A Law Lecturer at the Ghana Institute of Management and Public Administration (GIMPA), Clement Akapame, has said that the Chief Justice’s Committee, which investigated complaints against the three top officials of the Electoral Commission, did not have the authority to recommend their outright removal from office.
He argues that the Committee by its nature was a fact-finding committee, and could have only found evidence for subsequent determination by a court of competent jurisdiction.
President Akufo-Addo last Thursday removed the Chairperson of the EC, Charlotte Osei, and her two deputies, Amadu Sulley and Georgina Opoku Amakwah from office, based on the recommendations of a Committee constituted by the Chief Justice to look into petitions from some Ghanaian citizens brought against the officials.
But Clement Akapame said the committee’s conclusions that the officials were guilty of misbehaviour and incompetence, could only be considered as allegations that needed to be proven before a court for a determination of a criminal offence.
“The committee is a quasi-judicial committee and they are making an inquisition into whether or not she has misconducted herself or she is incompetent, which will be grounds for her removal, but whether or not the committee can emphatically make a pronouncement that an act of parliament has been breached, which determination means that the crime has occurred, even though there will be facts before them to point to the breach, because it is a crime, I will rather have that matter determined by a court…. What we have now is the recommendation made by the committee saying that the procurement act has been breached. At best, that is an allegation. Even though they have facts, that is an allegation that needs to be proven. That matter needs to be examined by a court to say that, that crime has occurred,” he said.

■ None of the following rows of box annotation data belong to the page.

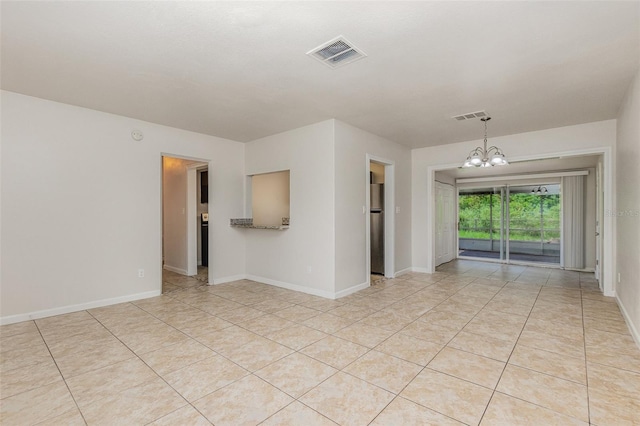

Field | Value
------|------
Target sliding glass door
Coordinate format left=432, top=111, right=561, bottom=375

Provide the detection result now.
left=458, top=184, right=560, bottom=264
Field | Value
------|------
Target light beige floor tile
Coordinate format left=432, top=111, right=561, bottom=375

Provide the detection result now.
left=41, top=319, right=108, bottom=344
left=0, top=321, right=38, bottom=341
left=400, top=368, right=493, bottom=425
left=118, top=324, right=189, bottom=354
left=585, top=329, right=640, bottom=356
left=400, top=321, right=458, bottom=346
left=302, top=313, right=355, bottom=334
left=300, top=336, right=368, bottom=370
left=584, top=317, right=630, bottom=335
left=321, top=305, right=375, bottom=322
left=0, top=342, right=52, bottom=374
left=0, top=330, right=44, bottom=356
left=260, top=401, right=336, bottom=426
left=587, top=346, right=640, bottom=373
left=497, top=364, right=589, bottom=422
left=163, top=355, right=248, bottom=402
left=360, top=311, right=411, bottom=331
left=180, top=315, right=233, bottom=338
left=0, top=358, right=62, bottom=399
left=587, top=362, right=640, bottom=402
left=518, top=330, right=584, bottom=358
left=480, top=392, right=588, bottom=426
left=447, top=331, right=515, bottom=362
left=157, top=307, right=212, bottom=330
left=464, top=310, right=527, bottom=341
left=47, top=330, right=116, bottom=358
left=0, top=381, right=76, bottom=426
left=36, top=311, right=95, bottom=329
left=67, top=358, right=157, bottom=408
left=427, top=347, right=505, bottom=389
left=251, top=298, right=293, bottom=314
left=485, top=300, right=533, bottom=316
left=300, top=373, right=394, bottom=426
left=215, top=306, right=264, bottom=324
left=384, top=299, right=437, bottom=320
left=194, top=375, right=293, bottom=426
left=197, top=325, right=259, bottom=353
left=509, top=345, right=587, bottom=385
left=375, top=333, right=442, bottom=366
left=301, top=298, right=344, bottom=312
left=218, top=336, right=293, bottom=371
left=255, top=353, right=338, bottom=398
left=273, top=305, right=320, bottom=322
left=82, top=378, right=187, bottom=425
left=265, top=324, right=327, bottom=351
left=524, top=318, right=584, bottom=340
left=371, top=397, right=464, bottom=426
left=38, top=408, right=86, bottom=426
left=140, top=339, right=216, bottom=375
left=589, top=388, right=640, bottom=426
left=55, top=339, right=135, bottom=379
left=418, top=310, right=473, bottom=331
left=342, top=351, right=422, bottom=394
left=238, top=314, right=295, bottom=336
left=150, top=405, right=211, bottom=426
left=334, top=322, right=394, bottom=348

Government communicators have justified President Akufo-Addo’s action, saying he was obliged by the constitution to carry out the recommendations of the committee.

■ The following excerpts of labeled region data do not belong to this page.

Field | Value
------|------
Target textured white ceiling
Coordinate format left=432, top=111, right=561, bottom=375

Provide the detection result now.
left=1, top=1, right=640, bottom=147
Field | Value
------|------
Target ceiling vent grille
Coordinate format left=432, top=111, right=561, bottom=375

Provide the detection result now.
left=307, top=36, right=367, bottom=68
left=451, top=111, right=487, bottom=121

A Ghanaian, Fafali Nyonator, has however sued the Attorney General over the removal of the Electoral Commission chairperson, Charlotte Osei from office.

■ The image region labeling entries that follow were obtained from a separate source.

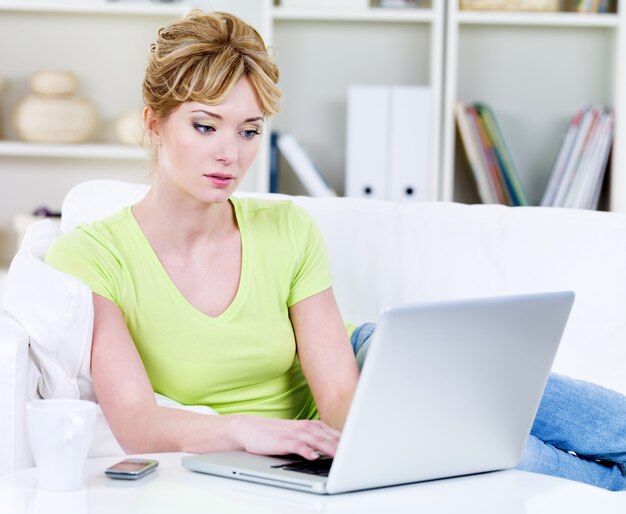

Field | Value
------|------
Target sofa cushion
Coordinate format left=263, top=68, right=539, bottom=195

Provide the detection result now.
left=3, top=220, right=95, bottom=400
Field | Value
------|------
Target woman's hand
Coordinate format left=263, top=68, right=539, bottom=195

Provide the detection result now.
left=235, top=416, right=340, bottom=460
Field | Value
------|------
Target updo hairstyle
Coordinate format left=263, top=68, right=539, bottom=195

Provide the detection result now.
left=143, top=10, right=281, bottom=119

In a suit filed on today [Tuesday], she is asking the court to declare that the committee set up by the Chief Justice, Justice Sophia Akuffo, to investigate separate complaints brought against the three commissioners at the Electoral Commission, exceeded their powers by recommending the removal of the commissioners, and that the recommendations in the report be declared null and void.
Among other reliefs she is seeking, she wants “an order of perpetual injunction restraining His Excellency the President of the Republic of Ghana from appointing any persons to the person of Chairperson of the Electoral Commission until that position has become lawfully vacant in accordance with proper processes and procedures as by law established.”